With Jimminy, you can: - Leave time-stamped comments on key moments (“Notice how Sarah handles the price objection at 12:47”). - Ask reps to comment back or answer specific questions (“How would you have responded here?”). - Use @mentions to pull in other team members for extra context.
Reality check: Don’t overdo it. A few high-quality notes are better than a wall of text nobody reads. Keep feedback actionable and short.
5. Make Assignments: Give New Reps a Clear Path
Structure beats overwhelm every time. Don’t just say “poke around in Jimminy.” Give new hires a simple checklist:
- Listen to X playlist(s) by end of week one
- Leave comments or answers on Y calls
- Record yourself doing a mock call using the same framework
Have a quick chat or Slack thread to check in—don’t assume they’re doing it just because you made it available.
Pro tip: Use a shared doc or even a simple spreadsheet to track onboarding progress. Jimminy isn’t a learning management system, so keep tracking lightweight.
6. Use Jimminy’s Analytics—But Don’t Get Lost in the Data
Jimminy offers analytics on talk time, topics, and more. These can help you spot patterns, but don’t let dashboards replace real coaching.
What’s useful: - See who’s actually reviewing calls (and who’s just clicking through). - Track common objections or topics that trip up new reps. - Identify which reps are improving fastest.
What to ignore: Vanity metrics. Just because someone logs hours in the tool doesn’t mean they’re ready. Pair analytics with real conversations and role-plays.
7. Keep Your Library Fresh (and Don’t Be Precious)
Sales moves fast. What was a great call six months ago might be irrelevant now.
- Set a reminder every quarter to review and prune your call library.
- Ask your team for new “best of” call suggestions regularly.

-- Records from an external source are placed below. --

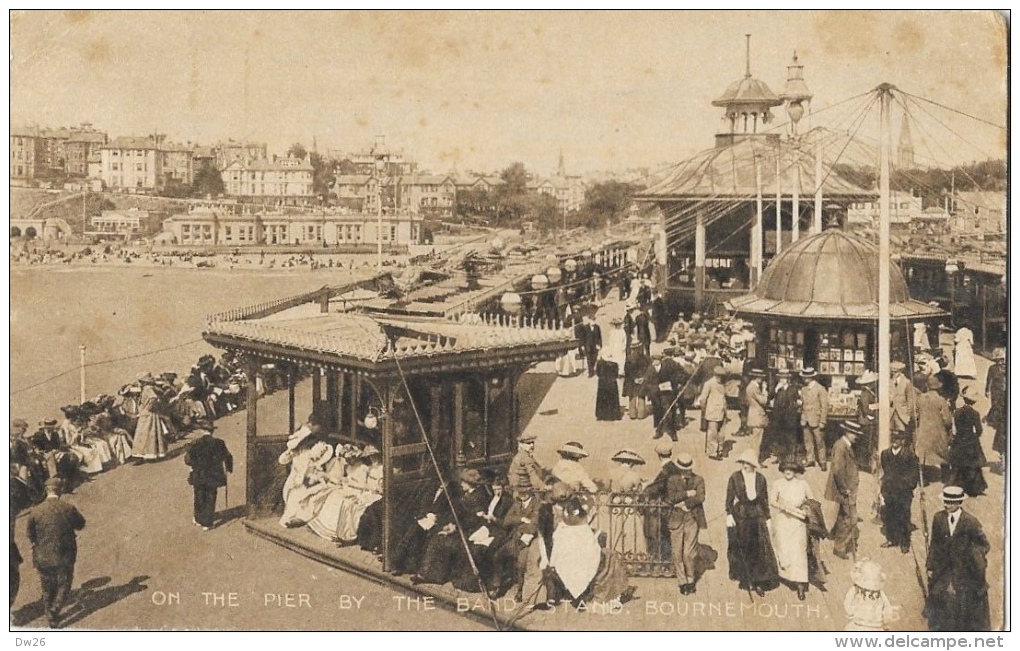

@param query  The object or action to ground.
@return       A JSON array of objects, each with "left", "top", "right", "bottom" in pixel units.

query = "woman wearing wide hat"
[
  {"left": 725, "top": 450, "right": 779, "bottom": 596},
  {"left": 772, "top": 459, "right": 814, "bottom": 601},
  {"left": 950, "top": 387, "right": 988, "bottom": 497},
  {"left": 552, "top": 441, "right": 599, "bottom": 493}
]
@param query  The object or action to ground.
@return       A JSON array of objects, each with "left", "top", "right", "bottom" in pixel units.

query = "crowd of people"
[
  {"left": 557, "top": 273, "right": 1008, "bottom": 631},
  {"left": 10, "top": 351, "right": 249, "bottom": 510}
]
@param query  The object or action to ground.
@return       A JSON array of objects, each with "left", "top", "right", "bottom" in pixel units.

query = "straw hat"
[
  {"left": 857, "top": 370, "right": 878, "bottom": 385},
  {"left": 850, "top": 560, "right": 885, "bottom": 592},
  {"left": 557, "top": 441, "right": 588, "bottom": 459},
  {"left": 736, "top": 450, "right": 758, "bottom": 468},
  {"left": 612, "top": 450, "right": 645, "bottom": 465},
  {"left": 779, "top": 458, "right": 804, "bottom": 472},
  {"left": 942, "top": 486, "right": 967, "bottom": 504},
  {"left": 673, "top": 452, "right": 695, "bottom": 470}
]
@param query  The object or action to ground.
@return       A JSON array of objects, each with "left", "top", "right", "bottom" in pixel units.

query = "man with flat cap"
[
  {"left": 26, "top": 478, "right": 85, "bottom": 629},
  {"left": 924, "top": 486, "right": 991, "bottom": 632},
  {"left": 825, "top": 420, "right": 861, "bottom": 558},
  {"left": 698, "top": 365, "right": 726, "bottom": 461},
  {"left": 889, "top": 361, "right": 917, "bottom": 435},
  {"left": 507, "top": 432, "right": 549, "bottom": 493},
  {"left": 666, "top": 452, "right": 708, "bottom": 595},
  {"left": 801, "top": 367, "right": 828, "bottom": 470},
  {"left": 185, "top": 418, "right": 234, "bottom": 532}
]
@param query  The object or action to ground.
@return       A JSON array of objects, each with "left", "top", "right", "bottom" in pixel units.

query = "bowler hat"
[
  {"left": 460, "top": 468, "right": 481, "bottom": 486},
  {"left": 655, "top": 441, "right": 673, "bottom": 458},
  {"left": 857, "top": 370, "right": 878, "bottom": 385},
  {"left": 839, "top": 420, "right": 864, "bottom": 437},
  {"left": 851, "top": 560, "right": 885, "bottom": 592},
  {"left": 736, "top": 450, "right": 758, "bottom": 468},
  {"left": 673, "top": 452, "right": 695, "bottom": 470}
]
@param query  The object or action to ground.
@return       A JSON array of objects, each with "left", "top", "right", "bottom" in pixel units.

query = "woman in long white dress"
[
  {"left": 308, "top": 445, "right": 383, "bottom": 545},
  {"left": 132, "top": 373, "right": 169, "bottom": 462},
  {"left": 772, "top": 459, "right": 814, "bottom": 601},
  {"left": 953, "top": 326, "right": 977, "bottom": 379},
  {"left": 277, "top": 438, "right": 333, "bottom": 528}
]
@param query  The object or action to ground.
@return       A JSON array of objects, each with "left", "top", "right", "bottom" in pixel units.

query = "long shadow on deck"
[{"left": 517, "top": 372, "right": 557, "bottom": 432}]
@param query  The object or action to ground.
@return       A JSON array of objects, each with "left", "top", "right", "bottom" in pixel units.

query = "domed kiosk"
[{"left": 727, "top": 227, "right": 949, "bottom": 464}]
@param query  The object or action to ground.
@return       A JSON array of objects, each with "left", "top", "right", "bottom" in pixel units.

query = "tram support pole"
[{"left": 875, "top": 84, "right": 893, "bottom": 459}]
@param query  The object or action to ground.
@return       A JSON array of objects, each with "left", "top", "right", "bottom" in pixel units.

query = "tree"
[
  {"left": 192, "top": 160, "right": 224, "bottom": 197},
  {"left": 581, "top": 181, "right": 638, "bottom": 226},
  {"left": 496, "top": 162, "right": 531, "bottom": 226},
  {"left": 308, "top": 151, "right": 337, "bottom": 200}
]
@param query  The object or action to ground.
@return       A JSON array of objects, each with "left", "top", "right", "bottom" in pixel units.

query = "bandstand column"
[
  {"left": 811, "top": 140, "right": 822, "bottom": 235},
  {"left": 751, "top": 158, "right": 765, "bottom": 289},
  {"left": 695, "top": 209, "right": 705, "bottom": 312},
  {"left": 245, "top": 359, "right": 260, "bottom": 516}
]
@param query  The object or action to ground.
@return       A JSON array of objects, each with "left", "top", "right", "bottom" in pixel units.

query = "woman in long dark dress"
[
  {"left": 623, "top": 342, "right": 652, "bottom": 420},
  {"left": 595, "top": 354, "right": 623, "bottom": 420},
  {"left": 726, "top": 450, "right": 779, "bottom": 596},
  {"left": 950, "top": 387, "right": 988, "bottom": 497}
]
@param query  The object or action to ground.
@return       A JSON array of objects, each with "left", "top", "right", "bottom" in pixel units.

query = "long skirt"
[
  {"left": 726, "top": 517, "right": 779, "bottom": 587},
  {"left": 772, "top": 509, "right": 808, "bottom": 584},
  {"left": 132, "top": 411, "right": 169, "bottom": 459}
]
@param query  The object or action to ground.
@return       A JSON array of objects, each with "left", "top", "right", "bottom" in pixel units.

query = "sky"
[{"left": 10, "top": 10, "right": 1007, "bottom": 178}]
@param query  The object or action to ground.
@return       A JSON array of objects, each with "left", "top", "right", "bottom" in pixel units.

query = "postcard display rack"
[{"left": 767, "top": 324, "right": 873, "bottom": 418}]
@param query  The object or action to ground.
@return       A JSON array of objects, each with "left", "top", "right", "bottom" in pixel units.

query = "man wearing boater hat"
[
  {"left": 924, "top": 486, "right": 991, "bottom": 632},
  {"left": 26, "top": 478, "right": 85, "bottom": 629},
  {"left": 801, "top": 366, "right": 828, "bottom": 470},
  {"left": 666, "top": 452, "right": 708, "bottom": 595},
  {"left": 507, "top": 432, "right": 549, "bottom": 493},
  {"left": 825, "top": 420, "right": 861, "bottom": 558},
  {"left": 879, "top": 432, "right": 920, "bottom": 554}
]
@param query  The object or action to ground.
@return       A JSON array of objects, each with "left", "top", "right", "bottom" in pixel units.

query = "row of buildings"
[{"left": 10, "top": 124, "right": 585, "bottom": 218}]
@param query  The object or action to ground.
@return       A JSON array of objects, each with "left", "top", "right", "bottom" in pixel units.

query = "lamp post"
[{"left": 372, "top": 136, "right": 390, "bottom": 271}]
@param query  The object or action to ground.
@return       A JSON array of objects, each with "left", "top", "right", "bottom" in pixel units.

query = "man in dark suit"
[
  {"left": 634, "top": 308, "right": 652, "bottom": 355},
  {"left": 185, "top": 420, "right": 234, "bottom": 532},
  {"left": 924, "top": 486, "right": 991, "bottom": 631},
  {"left": 26, "top": 478, "right": 85, "bottom": 629},
  {"left": 643, "top": 441, "right": 679, "bottom": 561},
  {"left": 825, "top": 420, "right": 861, "bottom": 558},
  {"left": 581, "top": 314, "right": 602, "bottom": 378},
  {"left": 879, "top": 432, "right": 920, "bottom": 554},
  {"left": 666, "top": 452, "right": 708, "bottom": 595}
]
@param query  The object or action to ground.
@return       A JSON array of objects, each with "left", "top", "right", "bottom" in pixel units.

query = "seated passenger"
[
  {"left": 308, "top": 445, "right": 383, "bottom": 545},
  {"left": 277, "top": 418, "right": 333, "bottom": 528}
]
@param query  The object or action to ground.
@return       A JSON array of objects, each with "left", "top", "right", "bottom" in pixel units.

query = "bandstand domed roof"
[
  {"left": 729, "top": 229, "right": 945, "bottom": 319},
  {"left": 712, "top": 73, "right": 782, "bottom": 107}
]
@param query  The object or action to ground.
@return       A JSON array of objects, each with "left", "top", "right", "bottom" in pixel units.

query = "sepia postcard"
[{"left": 8, "top": 9, "right": 1012, "bottom": 647}]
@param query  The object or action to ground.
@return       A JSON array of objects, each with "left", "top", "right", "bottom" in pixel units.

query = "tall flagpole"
[{"left": 875, "top": 84, "right": 896, "bottom": 459}]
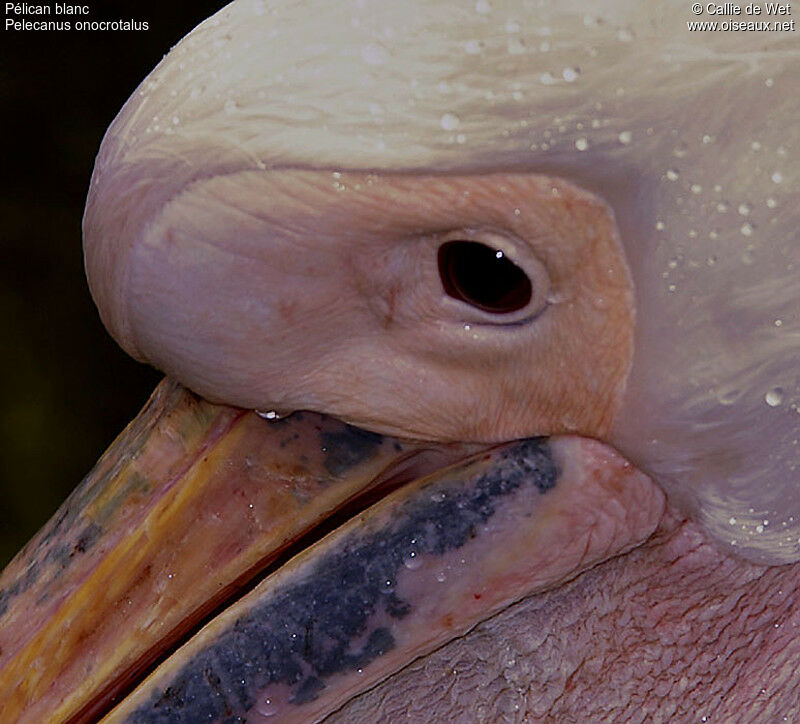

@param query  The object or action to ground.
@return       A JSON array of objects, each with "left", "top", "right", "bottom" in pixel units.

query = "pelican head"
[{"left": 0, "top": 0, "right": 800, "bottom": 722}]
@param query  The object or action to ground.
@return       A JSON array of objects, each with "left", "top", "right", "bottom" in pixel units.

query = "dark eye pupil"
[{"left": 439, "top": 241, "right": 533, "bottom": 314}]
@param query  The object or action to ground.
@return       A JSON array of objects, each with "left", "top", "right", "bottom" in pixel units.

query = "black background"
[{"left": 0, "top": 0, "right": 225, "bottom": 566}]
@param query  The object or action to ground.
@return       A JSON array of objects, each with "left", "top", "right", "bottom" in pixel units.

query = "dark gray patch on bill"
[
  {"left": 320, "top": 425, "right": 383, "bottom": 475},
  {"left": 129, "top": 438, "right": 559, "bottom": 724}
]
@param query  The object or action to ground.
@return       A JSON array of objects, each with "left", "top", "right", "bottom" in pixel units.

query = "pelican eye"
[{"left": 439, "top": 240, "right": 533, "bottom": 314}]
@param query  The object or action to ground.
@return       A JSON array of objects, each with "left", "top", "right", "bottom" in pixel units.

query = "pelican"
[{"left": 0, "top": 0, "right": 800, "bottom": 722}]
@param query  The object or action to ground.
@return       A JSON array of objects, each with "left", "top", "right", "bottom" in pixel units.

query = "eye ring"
[{"left": 437, "top": 238, "right": 534, "bottom": 316}]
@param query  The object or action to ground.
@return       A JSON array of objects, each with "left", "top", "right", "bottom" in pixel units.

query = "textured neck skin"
[{"left": 84, "top": 0, "right": 800, "bottom": 562}]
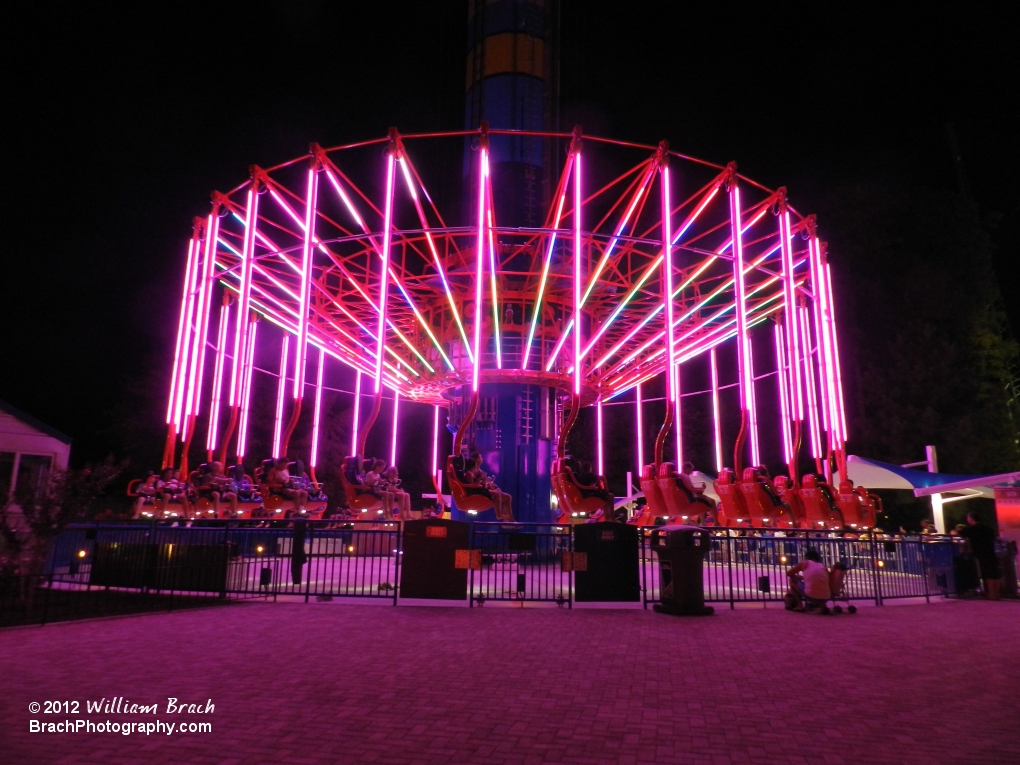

- Don’t be afraid to retire calls, even from your top performers, if they’re outdated.
Pro tip: If something in your process changes—like pricing, product, or positioning—update your playlists ASAP. Old info confuses new hires.
8. Avoid Common Pitfalls
Let’s be real: most onboarding programs break down for the same reasons.
Watch out for: - Information overload: If new hires see 50 calls, they’ll watch zero. - “Set it and forget it” syndrome: Onboarding isn’t one-and-done. Keep improving. - Ignoring rep feedback: Ask new hires what actually helped after their first month. You’ll be surprised which calls or notes stuck.
What doesn’t work: Using Jimminy as a dumping ground. If you’re not curating, you’re just creating noise.
9. Don’t Overcomplicate It (Seriously)
It’s tempting to chase every shiny feature or try to automate everything. Resist.
Stick to: - A few strong playlists - Clear, concise feedback - Simple assignments - Occasional real conversations
You don’t need workflows, integrations, or AI summaries to get most of the value. Start with the basics, then add bells and whistles if you really need them.
Wrapping Up: Keep It Simple, Iterate Quickly
Onboarding with Jimminy works best when you cut the fluff, curate your best material, and keep feedback direct. The tool’s there to help, but the real value comes from structure and consistency—not endless content or fancy analytics.
Start small, get feedback, and keep tweaking your approach. You can always add more later, but a focused, well-organized onboarding will always beat a complicated, confusing one. And that’s how you get new reps ramped and ready to sell—without losing your mind.